07 December 2008

Collage, Peru

Along the route that links the few cities strung along the Central Andes, changes in scenery are as frequent as potholes. Despite the lack of the latest technology, the landscape in this remote region is transmitted via the highest quality RGB monitor. Freshly planted, plucked, or plowed potato patches contrasted with those awaiting their fate on my plate in an undulating mosaic of cultivated earth. This quilt of complementary colors gained additional vibrance from the bright blue sky, although in the early afternoon, reception was obscured by a thick static that left me soaking wet.

As the altitude increased, the quilted RGB liquified into an insoluable mixture of chaotic composition. The same pallatte used in the gridded agriculture transformed into the swirling abstraction of a surrealist´s brush. At 5,059 meters, the composition reached it´s height, as did Surely and her passenger. Nowhere else in South America can wheeled vehicles travel this high, rendering it as a milestone of sorts. Celebrations were limited to an Inca war-cry and a solitary square-dance because the B on the RGB scale was growing darker, sounding off a war-cry of it´s own.

A nervous descent through an atmospheric mosh-pit brought with it a stable sky that allowed my blood to resume flow in my knuckles. During a brief but intense break in the clouds, a curious smell rose on the steam of the thawing earth. From my deductions, either Peru got its smell from potatoes or potatoes got their smell from Peru, because the odor emitting from the thawing landscape smelled exactly as such. This reminded me of the hunger that had been lingering, but with no satiating options in sight, I chewed on my cheek.

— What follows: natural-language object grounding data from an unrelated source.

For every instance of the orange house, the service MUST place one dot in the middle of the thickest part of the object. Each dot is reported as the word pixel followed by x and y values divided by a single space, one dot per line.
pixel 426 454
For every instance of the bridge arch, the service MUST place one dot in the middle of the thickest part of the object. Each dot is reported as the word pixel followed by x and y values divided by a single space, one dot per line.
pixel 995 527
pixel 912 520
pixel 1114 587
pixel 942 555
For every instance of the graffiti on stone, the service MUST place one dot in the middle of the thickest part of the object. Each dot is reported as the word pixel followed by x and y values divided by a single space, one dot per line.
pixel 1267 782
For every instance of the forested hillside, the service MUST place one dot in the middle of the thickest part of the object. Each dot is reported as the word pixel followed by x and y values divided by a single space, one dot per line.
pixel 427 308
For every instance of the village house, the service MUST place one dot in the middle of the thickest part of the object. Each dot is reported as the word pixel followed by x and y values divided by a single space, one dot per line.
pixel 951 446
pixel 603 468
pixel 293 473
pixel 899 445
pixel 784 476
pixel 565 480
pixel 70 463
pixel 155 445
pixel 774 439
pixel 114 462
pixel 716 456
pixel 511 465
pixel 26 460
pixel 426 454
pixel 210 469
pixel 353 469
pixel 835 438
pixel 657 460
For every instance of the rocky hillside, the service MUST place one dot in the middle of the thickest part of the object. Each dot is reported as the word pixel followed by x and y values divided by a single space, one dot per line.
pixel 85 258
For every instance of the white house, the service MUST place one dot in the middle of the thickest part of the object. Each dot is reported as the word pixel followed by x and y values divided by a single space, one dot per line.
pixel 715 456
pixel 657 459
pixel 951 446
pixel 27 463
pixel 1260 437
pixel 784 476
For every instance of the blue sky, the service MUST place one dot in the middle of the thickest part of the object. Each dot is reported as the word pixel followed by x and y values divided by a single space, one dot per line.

People residing in this desolate stretch emit a similar radiance as the brilliant landscape. Instead of shouting an alienating comment at my passing - which is customary among most highlanders - the people of this region seem to have a genuine interest in why a gringo would ride a bike and eat avocados when most others ride busses and chomp on chickens. Whenever I slow down enough to exchange more than a two-syllable greeting, I´m swarmed with an onslaught of questions from everyone within earshot.

The old men usually ask how long my tires last while the younger generation is more concerned with how I manage to eat if I don´t have enough money to travel by car. No matter how hard I try to convince them that this is a choice, they still demand to know where I find food. This reminded me of the hunger that had been lingering, and with a produce cart in sight, I indulged in the bounty of a beautiful landscape.

2 comments:

Aaron said...

YES! I just ate though so I didn't really connect with you totally. Rad, as always.

Didi said...

hola brent, ya llegaste en cusco y encontraste las mujeres en Chincheros? ;-) tus fotos son preciosas, espero mas... cuidate y mucha suerte.